Nous contournons le centre-ville et pénétrons dans Hunters Point. Un scan rétinien pour la course, la gare couverte de graffitis Meech-HAM et de croix gammées – une tête de mort de Meecham dessinée avec un halo de feu en guise de cheveux. Le quartier est merdique, mais le Holiday Inn paraît correct, et je m’inscris au distributeur, récupérant les cartes-clefs qui sortent des fentes. Je réinitialise les verrous une fois dans mon nouveau logis – la variété économique, guère plus qu’un placard avec canapé et toilettes. Quoique le décalage horaire commence à me tomber dessus, je ressors acheter quelques pommes, un yaourt grec, une bouteille de deux litres de Pepsi et un paquet de Ho Hos dans une épicerie toute proche. Des hommes traînent au coin des rues, en tee-shirts extra-larges et jeans baggy. Un type me demande de l’argent. « Je te rendrai ça vite fait », me crie-t-il. Je garde la tête baissée. Ensuite, je m’enferme dans ma chambre et grignote mes Ho Hos en regardant l’écran plat fixé au mur – j’ai essayé les flux, mais le routeur de l’Holiday Inn, instable, ne cesse de s’éteindre et de se rallumer.

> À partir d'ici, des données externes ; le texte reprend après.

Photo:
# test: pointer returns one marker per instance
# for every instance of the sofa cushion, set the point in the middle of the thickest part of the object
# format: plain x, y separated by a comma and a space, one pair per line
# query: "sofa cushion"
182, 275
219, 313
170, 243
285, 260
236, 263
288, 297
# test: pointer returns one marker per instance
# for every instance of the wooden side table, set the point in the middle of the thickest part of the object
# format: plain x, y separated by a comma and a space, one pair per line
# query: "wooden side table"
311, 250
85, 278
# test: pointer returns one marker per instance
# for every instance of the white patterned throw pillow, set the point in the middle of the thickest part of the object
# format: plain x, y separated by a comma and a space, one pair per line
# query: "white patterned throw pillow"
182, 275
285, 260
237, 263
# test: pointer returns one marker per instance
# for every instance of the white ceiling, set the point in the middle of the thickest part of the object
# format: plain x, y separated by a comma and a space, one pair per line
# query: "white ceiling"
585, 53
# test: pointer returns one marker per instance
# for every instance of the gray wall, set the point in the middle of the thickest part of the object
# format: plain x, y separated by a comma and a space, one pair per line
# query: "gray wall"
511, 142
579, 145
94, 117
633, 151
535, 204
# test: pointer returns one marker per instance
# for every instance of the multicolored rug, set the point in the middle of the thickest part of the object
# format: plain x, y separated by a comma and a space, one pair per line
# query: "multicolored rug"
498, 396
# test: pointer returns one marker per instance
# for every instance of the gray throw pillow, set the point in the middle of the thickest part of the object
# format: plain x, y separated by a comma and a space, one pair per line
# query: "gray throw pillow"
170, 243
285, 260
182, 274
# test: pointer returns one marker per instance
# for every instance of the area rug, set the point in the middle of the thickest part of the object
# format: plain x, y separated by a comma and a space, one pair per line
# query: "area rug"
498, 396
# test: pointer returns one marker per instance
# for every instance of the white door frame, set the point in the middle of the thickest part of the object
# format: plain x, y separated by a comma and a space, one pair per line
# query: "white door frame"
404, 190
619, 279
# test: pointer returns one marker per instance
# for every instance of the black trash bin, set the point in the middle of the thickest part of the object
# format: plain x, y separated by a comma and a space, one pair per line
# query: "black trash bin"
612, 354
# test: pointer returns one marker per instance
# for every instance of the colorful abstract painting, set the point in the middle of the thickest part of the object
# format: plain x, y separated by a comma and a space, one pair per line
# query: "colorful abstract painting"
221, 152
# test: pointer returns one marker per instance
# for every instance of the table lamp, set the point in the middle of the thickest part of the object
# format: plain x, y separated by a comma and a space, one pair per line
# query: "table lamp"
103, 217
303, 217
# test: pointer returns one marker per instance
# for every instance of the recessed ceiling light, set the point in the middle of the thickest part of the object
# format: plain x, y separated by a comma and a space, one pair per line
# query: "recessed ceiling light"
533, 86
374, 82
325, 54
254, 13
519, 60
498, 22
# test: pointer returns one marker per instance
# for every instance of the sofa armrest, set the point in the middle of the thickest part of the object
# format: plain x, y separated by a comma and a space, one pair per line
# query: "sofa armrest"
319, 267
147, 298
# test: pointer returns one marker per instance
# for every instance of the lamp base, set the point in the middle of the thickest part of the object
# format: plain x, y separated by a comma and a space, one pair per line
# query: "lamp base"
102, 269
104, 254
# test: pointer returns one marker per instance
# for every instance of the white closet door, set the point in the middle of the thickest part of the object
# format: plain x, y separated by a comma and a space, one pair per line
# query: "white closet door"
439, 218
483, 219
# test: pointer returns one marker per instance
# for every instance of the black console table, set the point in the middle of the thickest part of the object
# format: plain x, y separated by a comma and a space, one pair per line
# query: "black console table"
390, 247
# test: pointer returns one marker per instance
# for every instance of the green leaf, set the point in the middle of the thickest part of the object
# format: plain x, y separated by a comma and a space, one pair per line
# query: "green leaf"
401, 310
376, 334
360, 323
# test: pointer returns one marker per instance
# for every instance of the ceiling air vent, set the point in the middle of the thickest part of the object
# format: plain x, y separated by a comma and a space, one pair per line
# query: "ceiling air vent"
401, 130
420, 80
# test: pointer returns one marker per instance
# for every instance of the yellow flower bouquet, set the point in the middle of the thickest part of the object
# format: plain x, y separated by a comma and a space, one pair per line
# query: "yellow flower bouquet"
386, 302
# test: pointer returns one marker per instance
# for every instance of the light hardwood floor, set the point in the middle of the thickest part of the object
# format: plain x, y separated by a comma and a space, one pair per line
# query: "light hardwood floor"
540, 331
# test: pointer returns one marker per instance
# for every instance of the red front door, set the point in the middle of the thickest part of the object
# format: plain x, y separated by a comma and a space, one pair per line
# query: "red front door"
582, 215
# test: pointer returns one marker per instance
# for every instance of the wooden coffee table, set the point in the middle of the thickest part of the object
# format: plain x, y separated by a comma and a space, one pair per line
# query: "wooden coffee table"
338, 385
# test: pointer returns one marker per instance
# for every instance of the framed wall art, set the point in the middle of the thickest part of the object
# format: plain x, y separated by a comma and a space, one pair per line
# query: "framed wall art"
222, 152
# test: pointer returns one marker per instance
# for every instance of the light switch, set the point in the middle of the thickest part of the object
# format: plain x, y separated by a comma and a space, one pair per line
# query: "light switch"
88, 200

Je voudrais visiter la Ville, visiter les espaces fantômes, mais la connexion se perd.
Payant quelques minutes de connexion par satellite, j’appelle Simka.
« Dominic, où êtes-vous ? Est-ce que ça va ? »
J’ouvre les rideaux de ma chambre et regarde la vue du troisième étage de Hunters Point, afin que mon correspondant voie la même chose que moi : un immeuble délabré, défiguré par des graffitis et des tags obscènes conçus pour implanter des virus dans les neurospams non protégés. Il y a des incendies au loin, quelque part – trois colonnes de fumée noire barrent l’horizon.
« Où êtes-vous ? insiste Simka.
– Au paradis, lui dis-je. Je vais bien.
– Votre appel vient de San Francisco. C’est vraiment là que vous êtes, Dominic ?
– Je viens d’atterrir. Je me sens malade, Simka. Je me sens terriblement mal. Je ne sais pas quoi faire…
– Ça va aller, Dominic. Pensez à respirer. Inspirez, expirez, inspirez et expirez…
– Je me retrouve mêlé à une affaire, lui dis-je, ne sachant à quel point je puis me confier à lui.
– Vous m’inquiétez. Qu’est-ce qui se passe ? Je n’ai pas eu de vos nouvelles depuis que nous avons parlé de Timothy. Je peux appeler la police si vous avez des ennuis, Dominic. Dites-moi… »
Entendre sa voix applique un baume sur des blessures dont je n’étais pas tout à fait conscient – je me rends compte que je suis seul.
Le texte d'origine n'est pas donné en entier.